Migliorare il benessere sul posto di lavoro attraverso l’attenzione dell’ambiente fisico

In più occasioni, quando si entra in un istituto penitenziario, ciò che salta subito all’occhio è la presenza di una struttura non sempre nuova, anzi tutt’altro.

In particolar modo, proprio il posto dove viene riservato il cd box agenti, non sempre risulta essere delle migliori condizioni.

Ciò che manca può essere una finestra che sia idonea a far trapassare la luce naturale necessaria; la presenza di telefoni cordless che possano agevolare la possibilità di avere un contatto telefonico sempre diretto, nonostante il collega venga ad allontanarsi dall’ufficio per effettuare l’attività di vigilanza durante i giri di controllo; la presenza di climatizzatori che possano garantire la temperatura idonea nelle diverse stagioni ponendo fine a quanto purtroppo spesso accade: caldo in estate e freddo in autunno/inverno; predisporre per gli agenti che lavorano nelle sezioni detentive, sedie ergonomiche che siano in buone condizioni e non talvolta così usurate da non poter garantire neanche una sufficiente stabilità; garantire quanto più possibile l’installazione di distributori per l’acqua, snack e bevande calde come the, caffè, orzo. Il più delle volte, ogniqualvolta che si prende servizio in un reparto detentivo, per il numero delle unità contate ad ogni turno, diventa difficile poter avere anche un solo cambio per andare al bar interno all’istituto (se aperto) oppure ai distributori in locali appositi esterni ai reparti detentivi (se sono stati installati).

E, si potrebbe continuare ad oltranza, anche perché ogni istituto penitenziario ha le sue caratteristiche e chi vi lavora, di fatto poi diventa protagonista diretto delle difficoltà che incontra.

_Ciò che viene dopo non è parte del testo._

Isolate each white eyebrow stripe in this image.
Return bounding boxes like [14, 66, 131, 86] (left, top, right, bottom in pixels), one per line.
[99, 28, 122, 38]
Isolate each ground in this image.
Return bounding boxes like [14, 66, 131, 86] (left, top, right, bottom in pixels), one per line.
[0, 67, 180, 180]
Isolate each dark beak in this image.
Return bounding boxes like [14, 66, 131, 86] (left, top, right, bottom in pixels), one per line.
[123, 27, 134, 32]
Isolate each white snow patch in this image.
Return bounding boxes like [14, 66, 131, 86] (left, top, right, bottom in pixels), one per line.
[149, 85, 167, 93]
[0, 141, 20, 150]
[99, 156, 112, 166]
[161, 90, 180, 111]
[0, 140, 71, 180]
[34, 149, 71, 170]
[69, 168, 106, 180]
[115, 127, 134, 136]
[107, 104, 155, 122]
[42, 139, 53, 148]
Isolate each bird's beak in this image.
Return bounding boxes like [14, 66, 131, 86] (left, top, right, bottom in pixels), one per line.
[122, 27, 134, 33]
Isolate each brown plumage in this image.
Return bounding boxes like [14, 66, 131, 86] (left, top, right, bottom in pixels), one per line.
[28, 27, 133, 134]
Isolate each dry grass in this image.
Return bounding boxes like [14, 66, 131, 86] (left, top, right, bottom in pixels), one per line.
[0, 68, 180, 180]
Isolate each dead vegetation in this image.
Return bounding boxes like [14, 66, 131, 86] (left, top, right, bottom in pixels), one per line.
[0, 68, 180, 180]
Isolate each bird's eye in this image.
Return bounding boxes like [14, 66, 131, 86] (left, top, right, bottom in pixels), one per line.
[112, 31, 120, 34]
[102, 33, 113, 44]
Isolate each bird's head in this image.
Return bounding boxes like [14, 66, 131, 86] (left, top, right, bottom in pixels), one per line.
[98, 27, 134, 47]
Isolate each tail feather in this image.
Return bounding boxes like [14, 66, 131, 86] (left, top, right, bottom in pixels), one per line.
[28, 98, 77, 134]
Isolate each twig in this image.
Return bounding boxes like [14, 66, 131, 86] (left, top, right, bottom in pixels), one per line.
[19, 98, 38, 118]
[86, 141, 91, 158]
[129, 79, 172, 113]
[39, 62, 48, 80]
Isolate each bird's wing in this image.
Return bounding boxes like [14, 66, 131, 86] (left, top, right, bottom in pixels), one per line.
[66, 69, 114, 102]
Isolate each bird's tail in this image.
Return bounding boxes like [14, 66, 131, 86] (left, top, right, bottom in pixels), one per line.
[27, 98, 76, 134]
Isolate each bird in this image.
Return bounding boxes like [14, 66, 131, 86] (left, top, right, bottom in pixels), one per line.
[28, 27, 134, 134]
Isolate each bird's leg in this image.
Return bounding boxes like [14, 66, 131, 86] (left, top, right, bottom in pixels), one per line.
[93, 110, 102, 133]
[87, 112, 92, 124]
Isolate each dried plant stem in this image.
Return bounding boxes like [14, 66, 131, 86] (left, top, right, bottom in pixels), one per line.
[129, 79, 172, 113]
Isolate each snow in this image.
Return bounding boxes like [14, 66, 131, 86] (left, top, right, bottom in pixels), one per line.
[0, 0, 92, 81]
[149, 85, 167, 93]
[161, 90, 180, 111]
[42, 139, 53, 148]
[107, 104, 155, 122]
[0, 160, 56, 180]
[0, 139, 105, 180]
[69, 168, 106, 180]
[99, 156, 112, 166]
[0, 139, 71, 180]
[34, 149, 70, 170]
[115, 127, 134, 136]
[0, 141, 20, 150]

Il posto di lavoro, risulta essere il primo step per poter migliorare il benessere di chi ogni giorno svolge il proprio dovere e spesso ciò che manca è proprio quanto di più essenziale.

Fino a qualche anno fa, definizioni come "stress da lavoro" o "Sick Building Syndrome" (cioè Sindrome da edificio malato) erano poco conosciuti, oggi sono sempre più argomenti di discussione in tema di benessere organizzativo e tutela del lavoratore.

Ad oggi, i  ritmi di lavoro, tendono a diventare sempre più intensi: si cerca di snellire il servizio attraverso l’ausilio della informatizzazione e della tecnologia eppure tutto questo dovrebbe andare di pari passo con la garanzia di quanto più essenziale.

Si può ben sottolineare come oggi giorno siano aumentate le aspettative in merito  il rendimento, l’efficienza, la rapidità e di conseguenza il singolo è sottoposto ad una forte e continua condizione di stress fisico e mentale.

Tra i principali malesseri del lavoratore c’è chi lamenta mal di schiena, stress, dolori muscolari e uno stato di affaticamento generale.

A tal proposito, oggi più che mai, bisognerebbe intervenire per tutelare il poliziotto penitenziario che presta il proprio servizio nei reparti detentivi, al fine appunto, di migliorare il benessere sul posto di lavoro attraverso una maggiore attenzione dell’ambiente fisico sia da un punto di vista dell’efficienza che della funzionalità.